Иначе «молчанием предается Бог»… Предаётся, потому что Бог не может приказать своим воинам не вступаться за обиженных. Это противоречит вписанному в сердце Закону. От такого «бога» и народ, и народные защитники уходят в атеизм и берутся за топор. Что и случилось в царской России.

«ПОДНИМАЙТЕ, ПОДНИМАЙТЕ, РАВНЯЙТЕ ПУТЬ, УБИРАЙТЕ ПРЕГРАДУ С ПУТИ НАРОДА МОЕГО».

«НАРОД МОЙ».

Разве это не богочеловечество, не составляющие Замысла, грядущего Царства единого, о Котором я ему когда-то напел?

Пылкий, жаждущий истины и справедливости мальчик воспринял эти слова Господа как приказ. Относящийся не столько к еврейскому народу, сколько к «купленным дорогой ценой» избранникам Спасителя. Борьба с Вампирией, царством кровопийц, до последнего вздоха. Он с восторгом подчинился такому «Своему Богу», принял Его в сердце и был Ему верен до конца.
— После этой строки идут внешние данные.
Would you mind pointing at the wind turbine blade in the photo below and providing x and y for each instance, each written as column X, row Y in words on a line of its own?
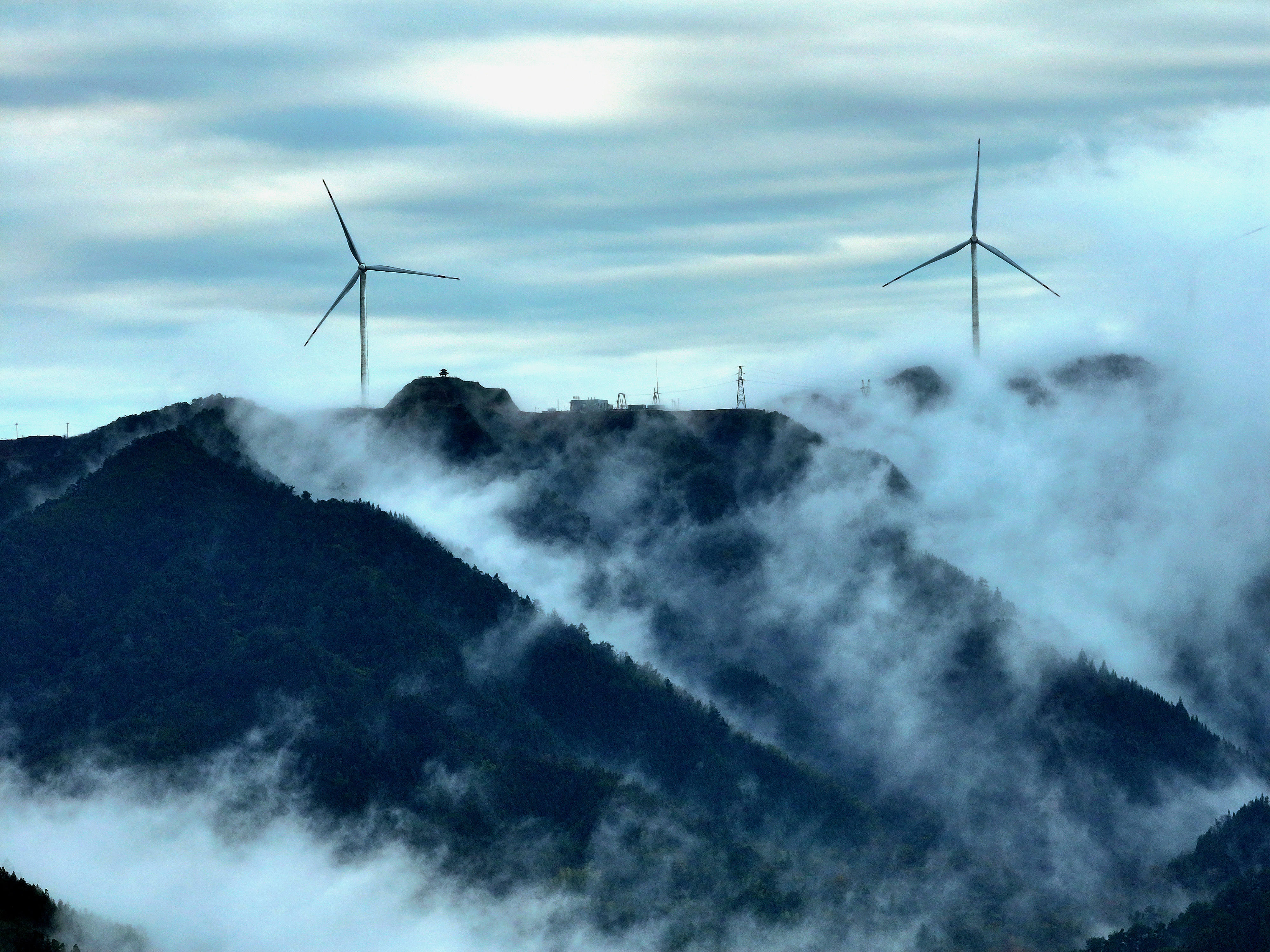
column 350, row 238
column 975, row 206
column 951, row 252
column 403, row 271
column 999, row 255
column 347, row 289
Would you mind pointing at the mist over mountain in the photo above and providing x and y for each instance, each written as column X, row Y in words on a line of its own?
column 933, row 771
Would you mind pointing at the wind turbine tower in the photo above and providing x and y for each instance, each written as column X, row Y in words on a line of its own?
column 975, row 243
column 360, row 277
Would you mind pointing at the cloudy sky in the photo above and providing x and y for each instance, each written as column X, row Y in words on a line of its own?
column 622, row 187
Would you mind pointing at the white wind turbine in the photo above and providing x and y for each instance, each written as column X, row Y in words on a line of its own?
column 360, row 275
column 975, row 243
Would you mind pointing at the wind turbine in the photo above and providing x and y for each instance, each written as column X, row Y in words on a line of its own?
column 975, row 243
column 360, row 276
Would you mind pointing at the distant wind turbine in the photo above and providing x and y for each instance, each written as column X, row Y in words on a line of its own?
column 360, row 275
column 975, row 243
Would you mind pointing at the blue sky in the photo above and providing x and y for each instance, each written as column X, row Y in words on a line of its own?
column 620, row 187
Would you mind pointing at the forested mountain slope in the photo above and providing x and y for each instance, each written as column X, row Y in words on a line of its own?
column 180, row 602
column 175, row 601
Он никому не навязывал «Своего Бога», он отделил церковь от государства, но никогда не принадлежал себе, служа Его тайной Воле, истязая себя и других. Воли, которую он слышал каким-то внутренним ухом.
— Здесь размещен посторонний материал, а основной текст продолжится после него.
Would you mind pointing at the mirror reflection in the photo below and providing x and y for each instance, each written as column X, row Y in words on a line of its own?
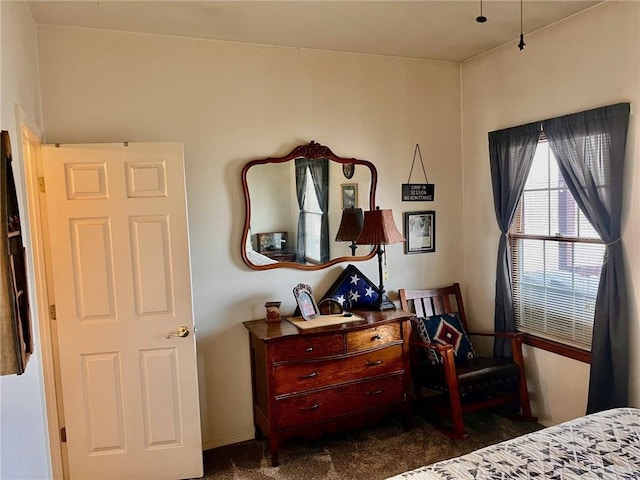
column 301, row 209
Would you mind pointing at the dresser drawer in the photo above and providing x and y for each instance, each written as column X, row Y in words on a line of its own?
column 307, row 348
column 373, row 337
column 300, row 377
column 328, row 404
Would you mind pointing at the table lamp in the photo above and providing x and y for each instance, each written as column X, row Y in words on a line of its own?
column 379, row 229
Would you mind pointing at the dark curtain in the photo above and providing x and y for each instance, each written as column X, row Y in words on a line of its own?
column 511, row 153
column 320, row 175
column 590, row 149
column 301, row 185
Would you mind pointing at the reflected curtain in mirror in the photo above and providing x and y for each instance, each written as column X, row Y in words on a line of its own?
column 300, row 193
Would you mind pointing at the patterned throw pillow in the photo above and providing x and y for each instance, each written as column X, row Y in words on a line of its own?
column 445, row 329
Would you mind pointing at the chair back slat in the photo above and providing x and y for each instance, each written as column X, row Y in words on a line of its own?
column 435, row 301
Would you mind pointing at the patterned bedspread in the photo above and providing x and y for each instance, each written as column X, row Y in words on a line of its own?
column 603, row 445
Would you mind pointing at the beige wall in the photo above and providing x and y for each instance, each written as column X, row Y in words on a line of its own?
column 588, row 61
column 24, row 447
column 231, row 103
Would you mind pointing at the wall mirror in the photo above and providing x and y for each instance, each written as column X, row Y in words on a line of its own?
column 294, row 207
Одному ему слышимый Голос.

И марксизм, и революция, и личная власть никогда не были для Иосифа самоцелью — лишь средствами исполнить Волю.

— Революция, бунт не могут быть от Бога! Ты, Позитив, говори да не заговаривайся!

— Ну, во-первых, это не только моя точка зрения, что я обязательно докажу в следующей части. А, во-вторых, я же говорю — революция была для Иосифа лишь средством. Он отступил и от революции, и от марксизма, согласно Воле.

— Ого!

— Всё это не противоречит Замыслу, а лишь помогает его осуществлению. Клетка, верная Целому, должна смиряться перед личными амбициями, но не смотреть спокойно, как одни клетки пожирают других, ибо это — смерть Целого. Нужна хирургическая операция, которая осуществляется воинами Божьими по Его Воле. Я говорю о революциях.

«…и уразумеют все церкви, что Я есьм испытующий сердца и внутренности; и воздам каждому из вас по делам вашим; Кто побеждает и соблюдает дела Мои до конца, тому дам власть над язычниками.

И будет пасти их жезлом железным; как сосуды глиняные, они сокрушатся, как и Я получил власть от Отца Моего; И дам ему звезду утреннюю». /От. 2, 23, 24–28/

Иосиф ушёл из семинарии, служители которой уничтожали книжки, разоблачающие их ложь и лицемерие. Которые, как вампиры, почему-то боялись Света.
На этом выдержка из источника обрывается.